Ülke insanını baskı altına alarak pek çok anti-demokratik uygulamanın gerçekleştirilmesine neden olan süreç öncesinde gizliden gizliye çalışma yapılırken sonrasında Milli Güvenlik Kurulu(MGK) kararları ile fiilen başlatılmış oldu.

MGK TOPLANTISI

28 Şubat 1997 tarihinde toplanan Milli Güvenlik Kurulu(MGK) toplantısı üç saat kadar planlanmış, lakin dokuz saat sonra bitirilmiştir. Halk tarafından seçilen bir başbakan devlet adına baskı altına alınmıştır. Cumhuriyet tarihinin en gergin toplantısından sonra manipülatif konular üzerinden ülke üzerinde baskı ortamı oluşturacak konular gündeme getirildi.28 Şubat kararları önüne getirilince Başbakan . Necmettin Erbakan,“biraz daha üzerinde çalışalım” diyerek imzalanmamıştır. 28 Şubat döneminin ‘’Kara Kutusu’’ diye tanımlanan Genelkurmay Genel Sekreteri Erol Özkaynak: “28 Şubat kararlarını dönemin başbakanı birkaç gün imzalamadı. Bu süre içinde dönemin MGK Genel Sekreteri ikna için uğraştı. Sonunda MGK kararlarını imzalamadı. Ama kafasında olabildiği kadar bu kararları sulandırmak vardı. Takip eden iki MGK toplantısında Başbakan, MGK kararlarını uygulama adına hiçbir adım atmayınca işte o zaman harekete geçildi. Genelkurmay olarak Türkiye’de irtica tehlikesini açıkça gözler önüne sermek için bir seri bilgilendirme toplantıları ve brifingler yapıldı. Kamuoyu ve sivil toplum örgütlerinde duyarlılık oluşturuldu. Sonunda, Başbakan yine bir ara yol bulup zaman kazanmak amacıyla hükümeti ortağına devretmek istedi. Ama bu oyun, Çankaya’dan döndü...’’

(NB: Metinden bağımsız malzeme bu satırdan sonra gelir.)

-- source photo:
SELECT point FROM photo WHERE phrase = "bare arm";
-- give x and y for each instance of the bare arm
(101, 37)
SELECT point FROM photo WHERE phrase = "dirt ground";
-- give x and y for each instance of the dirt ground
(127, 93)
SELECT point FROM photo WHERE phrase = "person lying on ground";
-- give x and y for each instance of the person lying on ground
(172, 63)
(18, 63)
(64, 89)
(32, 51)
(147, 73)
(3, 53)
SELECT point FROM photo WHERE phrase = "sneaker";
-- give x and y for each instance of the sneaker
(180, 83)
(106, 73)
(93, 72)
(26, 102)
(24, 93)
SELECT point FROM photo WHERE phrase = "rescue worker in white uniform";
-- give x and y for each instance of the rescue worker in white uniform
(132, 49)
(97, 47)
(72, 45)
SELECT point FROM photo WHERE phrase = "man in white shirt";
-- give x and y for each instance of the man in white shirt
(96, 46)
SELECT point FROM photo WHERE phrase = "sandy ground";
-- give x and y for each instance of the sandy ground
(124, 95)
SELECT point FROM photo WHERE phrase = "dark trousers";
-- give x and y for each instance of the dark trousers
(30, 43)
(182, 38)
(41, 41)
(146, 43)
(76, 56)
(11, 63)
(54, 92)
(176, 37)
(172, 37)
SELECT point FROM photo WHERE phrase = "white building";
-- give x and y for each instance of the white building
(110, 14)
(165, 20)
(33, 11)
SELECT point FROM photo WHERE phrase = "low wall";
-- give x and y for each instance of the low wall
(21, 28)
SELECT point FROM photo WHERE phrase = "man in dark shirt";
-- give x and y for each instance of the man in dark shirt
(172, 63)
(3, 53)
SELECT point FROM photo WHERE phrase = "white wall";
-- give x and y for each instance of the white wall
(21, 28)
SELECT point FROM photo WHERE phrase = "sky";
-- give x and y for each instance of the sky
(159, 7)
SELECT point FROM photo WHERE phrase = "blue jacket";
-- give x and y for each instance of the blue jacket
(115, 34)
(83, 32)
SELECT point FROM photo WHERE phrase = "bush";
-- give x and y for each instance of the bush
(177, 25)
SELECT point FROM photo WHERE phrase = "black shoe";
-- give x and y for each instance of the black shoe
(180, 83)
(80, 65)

ERBAKAN HOCA ANTİDEMOKRATİK KARARLAR KARŞISINDA NE YAPTI?

Başbakan Erbakan, kararlarının anti-demokratik olduğunu ilan etmek, demokrasinin gereği siyasi parti liderleri ile görüşmüştür. Lafa gelince ‘’Demokrat’ kesilen siyasilerden gerekli desteği alamayan Hoca kararları hükûmet ortağı Tansu Çiller’in de desteğiyle TBMM’ye götürmek istemiş, ama TBMM Başkanı Mustafa Kalemli, ‘’MGK Kararları’nın muhatabı hükümettir. Bunları kesinlikle Meclis’te tartıştırmam’’ diyerek geri çevirmiştir. Başbakan Erbakan, Milli Güvenlik Kurulu Kararları’nın açıklama bölümünü imzalayarak yeniden ele alınması üzere Bakanlar Kurulu’na göndermiştir. Bakanlar Kurulu iki ay toplanmamış(?) ve böylece kararlar görüşülmemiştir. TBMM Başkanı Mustafa Kalemli’nin bu hususu Meclis’te geri çevirmesi ile önemini yitirmiştir.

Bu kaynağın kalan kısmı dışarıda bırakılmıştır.